Obama supporters, while probably pleased their man got the nod, still may view the endorsement of the hometown candidate warily, wondering if it’s just a play for popular support. The fact the Trib had no problem spurning Adlai Stevenson in the '50s is ancient history.
Bolding mine, from here .
BJMoose
October 20, 2008, 10:42pm
42
Just fine, thank you very much. The Dallas News is (for me, anyway) notoriously right wing. I’m just not terribly familiar with the others.
(If anyone is wondering, the Frostbite Falls Fumigator , maintaining its high standard of apathy, is endorsing no one. A few weeks back, though, there was a rather nasty letter-to-the-editor taking umbrage with Palin’s fondness for moose stew. . . .)
Reloy3
October 20, 2008, 11:13pm
43
Actually, the early SLTribune was a constant critic of the LDS Church. To quote http://en.wikipedia.org/wiki/Salt_Lake_Tribune
The publication was founded in 1871 as the Mormon Tribune by a group of Mormon businessmen who disagreed with The Church of Jesus Christ of Latter-day Saints’ (LDS Church) economic and political positions. After a year its name was changed to the Salt Lake Daily Tribune and Utah Mining Gazette. Not too long after that, the name was shortened to simply The Salt Lake Tribune.

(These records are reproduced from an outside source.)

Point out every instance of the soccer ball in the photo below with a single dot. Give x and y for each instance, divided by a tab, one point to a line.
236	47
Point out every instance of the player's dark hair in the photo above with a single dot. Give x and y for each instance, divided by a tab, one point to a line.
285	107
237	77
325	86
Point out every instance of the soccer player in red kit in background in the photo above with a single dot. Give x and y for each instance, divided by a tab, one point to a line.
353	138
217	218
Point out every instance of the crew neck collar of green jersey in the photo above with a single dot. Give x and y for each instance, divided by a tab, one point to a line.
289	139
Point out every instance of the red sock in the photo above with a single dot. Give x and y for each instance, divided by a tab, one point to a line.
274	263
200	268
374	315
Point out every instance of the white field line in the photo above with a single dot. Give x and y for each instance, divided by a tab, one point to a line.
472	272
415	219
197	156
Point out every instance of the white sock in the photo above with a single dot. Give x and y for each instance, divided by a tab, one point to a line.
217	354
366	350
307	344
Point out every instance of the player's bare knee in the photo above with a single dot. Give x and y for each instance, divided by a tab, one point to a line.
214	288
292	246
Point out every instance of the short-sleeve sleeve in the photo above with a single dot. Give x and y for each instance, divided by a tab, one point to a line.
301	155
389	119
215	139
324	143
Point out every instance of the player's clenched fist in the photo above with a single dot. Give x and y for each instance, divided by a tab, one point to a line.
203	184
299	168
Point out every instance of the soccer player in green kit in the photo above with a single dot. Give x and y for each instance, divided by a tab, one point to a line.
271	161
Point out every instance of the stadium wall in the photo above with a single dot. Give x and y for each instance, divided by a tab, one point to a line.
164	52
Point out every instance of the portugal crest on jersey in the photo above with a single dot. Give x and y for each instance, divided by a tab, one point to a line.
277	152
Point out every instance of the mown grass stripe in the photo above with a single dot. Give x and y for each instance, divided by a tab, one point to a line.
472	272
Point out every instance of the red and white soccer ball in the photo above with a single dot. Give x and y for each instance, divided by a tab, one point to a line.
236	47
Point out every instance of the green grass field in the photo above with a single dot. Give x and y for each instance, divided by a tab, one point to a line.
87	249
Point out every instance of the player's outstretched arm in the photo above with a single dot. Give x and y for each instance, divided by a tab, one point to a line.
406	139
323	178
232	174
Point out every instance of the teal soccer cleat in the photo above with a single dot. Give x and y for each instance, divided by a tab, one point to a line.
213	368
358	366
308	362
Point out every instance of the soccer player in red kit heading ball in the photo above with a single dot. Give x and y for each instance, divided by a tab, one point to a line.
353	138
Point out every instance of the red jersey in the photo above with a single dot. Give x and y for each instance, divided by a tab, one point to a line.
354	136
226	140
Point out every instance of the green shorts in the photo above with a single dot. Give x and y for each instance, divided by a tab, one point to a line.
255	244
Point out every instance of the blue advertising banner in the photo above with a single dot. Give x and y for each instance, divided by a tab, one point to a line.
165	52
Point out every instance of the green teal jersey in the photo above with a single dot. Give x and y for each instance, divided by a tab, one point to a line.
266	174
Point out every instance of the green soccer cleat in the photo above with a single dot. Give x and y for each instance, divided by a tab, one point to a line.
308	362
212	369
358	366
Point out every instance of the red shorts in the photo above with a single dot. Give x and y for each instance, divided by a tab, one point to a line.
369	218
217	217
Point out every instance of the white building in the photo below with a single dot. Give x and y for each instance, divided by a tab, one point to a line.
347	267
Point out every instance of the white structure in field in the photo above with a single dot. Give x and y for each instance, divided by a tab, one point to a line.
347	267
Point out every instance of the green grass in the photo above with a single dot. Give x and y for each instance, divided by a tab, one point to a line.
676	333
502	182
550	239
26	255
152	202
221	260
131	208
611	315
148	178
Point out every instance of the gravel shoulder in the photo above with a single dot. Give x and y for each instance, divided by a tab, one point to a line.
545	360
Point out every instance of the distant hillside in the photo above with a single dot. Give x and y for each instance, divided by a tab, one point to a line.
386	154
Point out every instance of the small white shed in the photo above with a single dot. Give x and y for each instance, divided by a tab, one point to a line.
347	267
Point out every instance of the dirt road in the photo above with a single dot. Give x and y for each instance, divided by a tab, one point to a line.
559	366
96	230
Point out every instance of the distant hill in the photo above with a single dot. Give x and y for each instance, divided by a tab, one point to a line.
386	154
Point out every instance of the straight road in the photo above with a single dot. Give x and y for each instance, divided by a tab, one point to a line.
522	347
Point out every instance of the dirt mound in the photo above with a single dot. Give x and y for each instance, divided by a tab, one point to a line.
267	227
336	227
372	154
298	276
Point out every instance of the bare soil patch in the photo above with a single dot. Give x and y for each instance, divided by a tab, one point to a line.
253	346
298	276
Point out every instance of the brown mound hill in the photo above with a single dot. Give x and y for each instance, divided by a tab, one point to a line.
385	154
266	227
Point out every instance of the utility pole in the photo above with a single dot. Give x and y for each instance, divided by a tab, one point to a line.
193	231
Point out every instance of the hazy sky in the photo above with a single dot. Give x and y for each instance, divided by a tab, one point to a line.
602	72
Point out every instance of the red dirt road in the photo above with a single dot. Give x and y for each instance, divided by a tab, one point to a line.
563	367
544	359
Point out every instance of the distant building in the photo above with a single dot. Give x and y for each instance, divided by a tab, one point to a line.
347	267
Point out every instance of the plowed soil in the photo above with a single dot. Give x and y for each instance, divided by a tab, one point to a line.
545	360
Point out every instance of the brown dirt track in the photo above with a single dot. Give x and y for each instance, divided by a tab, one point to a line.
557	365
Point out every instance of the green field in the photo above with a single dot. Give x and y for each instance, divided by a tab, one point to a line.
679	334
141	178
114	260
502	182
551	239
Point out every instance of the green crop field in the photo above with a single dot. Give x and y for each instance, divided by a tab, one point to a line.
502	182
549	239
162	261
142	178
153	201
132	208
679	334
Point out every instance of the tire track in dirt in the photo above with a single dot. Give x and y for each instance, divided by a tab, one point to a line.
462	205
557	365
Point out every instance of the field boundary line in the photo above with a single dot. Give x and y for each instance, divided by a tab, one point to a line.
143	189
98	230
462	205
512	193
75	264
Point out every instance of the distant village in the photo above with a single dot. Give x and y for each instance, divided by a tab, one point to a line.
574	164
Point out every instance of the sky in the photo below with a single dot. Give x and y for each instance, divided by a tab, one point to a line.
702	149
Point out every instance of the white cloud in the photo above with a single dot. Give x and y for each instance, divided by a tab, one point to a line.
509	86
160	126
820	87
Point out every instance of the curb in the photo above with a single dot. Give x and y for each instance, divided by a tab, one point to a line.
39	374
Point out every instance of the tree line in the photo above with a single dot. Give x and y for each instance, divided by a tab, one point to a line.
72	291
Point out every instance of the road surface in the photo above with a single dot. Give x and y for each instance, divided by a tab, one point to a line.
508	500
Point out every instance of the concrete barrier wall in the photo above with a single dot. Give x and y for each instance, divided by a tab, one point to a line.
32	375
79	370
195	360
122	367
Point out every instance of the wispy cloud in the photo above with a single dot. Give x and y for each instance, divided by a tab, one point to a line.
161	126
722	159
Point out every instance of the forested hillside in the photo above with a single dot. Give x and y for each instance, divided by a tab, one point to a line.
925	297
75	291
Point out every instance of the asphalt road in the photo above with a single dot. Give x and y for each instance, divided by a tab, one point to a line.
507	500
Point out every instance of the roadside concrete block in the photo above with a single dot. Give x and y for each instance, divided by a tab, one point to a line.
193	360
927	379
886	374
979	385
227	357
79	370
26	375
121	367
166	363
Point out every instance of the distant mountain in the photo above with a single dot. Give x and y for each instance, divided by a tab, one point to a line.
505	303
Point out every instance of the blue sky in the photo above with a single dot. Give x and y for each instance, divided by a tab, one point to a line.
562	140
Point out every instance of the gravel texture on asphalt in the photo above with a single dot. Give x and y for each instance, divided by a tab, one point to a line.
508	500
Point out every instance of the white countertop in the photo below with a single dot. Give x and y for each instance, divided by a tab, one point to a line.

After being purchased by three “border ruffians” from Kansas in 1873, the paper became known as an anti-Mormon organ which consistently backed the local Liberal Party. Sometimes vitriolic, the Tribune held particular antipathy for Latter-day Saints President Brigham Young. In the edition announcing Young’s death, the Tribune wrote,
He was illiterate and he has made frequent boast that he never saw the inside of a school house. His habit of mind was singularly illogical and his public addresses the greatest farrago of nonsense that ever was put in print. He prided himself on being a great financer, and yet all of his commercial speculations have been conspicuous failures. He was blarophant, and pretended to be in daily intercourse with the Almighty, and yet he was groveling in his ideas, and the system of religion he formulated was well nigh Satanic. — The Salt Lake Tribune, August 30, 1877
Not a hijack, but the SLTribune has never been a close ally of the Mormon Church.